TokuDB offers high throughput for write intensive applications, and the throughput scales with the number of concurrent clients. However, when the binary log is turned on, TokuDB 7.5.2 throughput suffers. The throughput scaling problem is caused by a poor interaction between the binary log group commit algorithm in MySQL 5.6 and the way TokuDB commits transactions. TokuDB 7.5.4 for Percona Server 5.6 fixes this problem, and the result is roughly an order of magnitude increase in SysBench throughput for in memory workloads.
MySQL uses two phase commit protocol to synchronize the MySQL binary log with the recovery logs of the storage engines when a transaction commits. Since fsync’s are used to ensure the durability of the data in the various logs, and fsync’s can be very slow, the fsync can easily become a bottleneck. A group commit algorithm can be used to amortize the fsync cost over many log writes. The binary log group commit algorithm is intended to amortize the cost of the binary log fsync’s over many transactions.
The binary log group commit blog describes how two phase commit works with the binary log in MySQL 5.6.
When a transaction commits, a transaction runs through a prepare phase and a commit phase. Hey, it is called two phase commit for a reason.
During the prepare phase, TokuDB writes a prepare event to its recovery log and uses a group commit algorithm to fsync its recovery log. Since there can be many transactions in the prepare phase concurrently, the transaction prepare throughput scales with the number of transactions.

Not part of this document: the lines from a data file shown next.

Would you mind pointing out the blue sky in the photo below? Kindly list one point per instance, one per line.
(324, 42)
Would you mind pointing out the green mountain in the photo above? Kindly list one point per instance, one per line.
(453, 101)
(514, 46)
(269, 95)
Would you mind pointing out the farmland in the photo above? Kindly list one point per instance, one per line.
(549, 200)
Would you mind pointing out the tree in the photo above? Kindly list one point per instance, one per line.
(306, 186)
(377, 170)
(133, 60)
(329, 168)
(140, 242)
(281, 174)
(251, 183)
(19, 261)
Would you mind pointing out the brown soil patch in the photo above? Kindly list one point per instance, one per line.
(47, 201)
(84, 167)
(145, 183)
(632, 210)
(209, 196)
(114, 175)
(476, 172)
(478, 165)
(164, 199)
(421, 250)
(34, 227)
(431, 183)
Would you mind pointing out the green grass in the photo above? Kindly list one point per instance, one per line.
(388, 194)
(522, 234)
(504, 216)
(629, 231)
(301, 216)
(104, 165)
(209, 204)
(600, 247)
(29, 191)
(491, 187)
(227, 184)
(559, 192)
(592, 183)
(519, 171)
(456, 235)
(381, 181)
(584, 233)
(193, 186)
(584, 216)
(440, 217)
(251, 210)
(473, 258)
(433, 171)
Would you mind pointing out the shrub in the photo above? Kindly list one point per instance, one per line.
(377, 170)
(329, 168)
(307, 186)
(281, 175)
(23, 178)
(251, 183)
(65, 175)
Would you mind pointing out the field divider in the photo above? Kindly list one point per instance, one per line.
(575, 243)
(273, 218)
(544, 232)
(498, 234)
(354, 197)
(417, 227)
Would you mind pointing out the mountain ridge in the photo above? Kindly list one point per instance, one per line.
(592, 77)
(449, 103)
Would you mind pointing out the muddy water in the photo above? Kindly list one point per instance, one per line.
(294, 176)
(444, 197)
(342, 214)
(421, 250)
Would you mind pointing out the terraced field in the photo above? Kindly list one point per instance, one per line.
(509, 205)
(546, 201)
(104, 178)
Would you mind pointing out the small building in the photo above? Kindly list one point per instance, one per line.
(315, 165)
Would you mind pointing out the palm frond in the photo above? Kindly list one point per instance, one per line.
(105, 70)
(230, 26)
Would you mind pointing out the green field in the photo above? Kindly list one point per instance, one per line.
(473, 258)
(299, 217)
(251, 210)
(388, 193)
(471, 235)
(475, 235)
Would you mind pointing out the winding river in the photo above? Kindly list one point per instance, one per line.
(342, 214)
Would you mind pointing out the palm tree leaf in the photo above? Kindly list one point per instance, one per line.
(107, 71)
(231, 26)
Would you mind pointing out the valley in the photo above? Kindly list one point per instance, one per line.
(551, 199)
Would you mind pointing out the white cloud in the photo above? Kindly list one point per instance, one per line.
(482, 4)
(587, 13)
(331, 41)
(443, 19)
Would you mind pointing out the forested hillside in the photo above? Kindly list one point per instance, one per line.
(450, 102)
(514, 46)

During the commit phase, the transaction’s write events are written to the binary log and the binary log is fsync’ed. MySQL 5.6 uses a group commit algorithm to fsync the binary log. Also during the commit phase, TokuDB writes a commit event to its recovery log and uses a group commit algorithm to fsync its recovery log. Since the transaction has already been prepared and the binlog has already been written, the fsync of the TokuDB recovery log is not necessary. XA crash recovery will commit all of the prepared transactions that the binary log knows about and abort the others.
Unfortunately, MySQL 5.6 serializes the commit phase so that the commit order is the same as the write order in the binary log. Since the commit phase is serialized, TokuDB’s group commit algorithm is ineffective. Luckily, MySQL 5.6 tells TokuDB to ignore durability in the commit phase (the HA_IGNORE_DURABILITY property is set), so TokuDB does not fsync its recovery log. This fixes the throughput bottleneck caused by serialized fsync’s of the TokuDB recovery log during the commit phase of the two phase commit.
Since MariaDB uses a different binlog group commit algorithm, we have some additional work to ensure that TokuDB works nicely with it.
We used the SysBench update non-indexed test to measure throughput and will post a detailed blog with results later.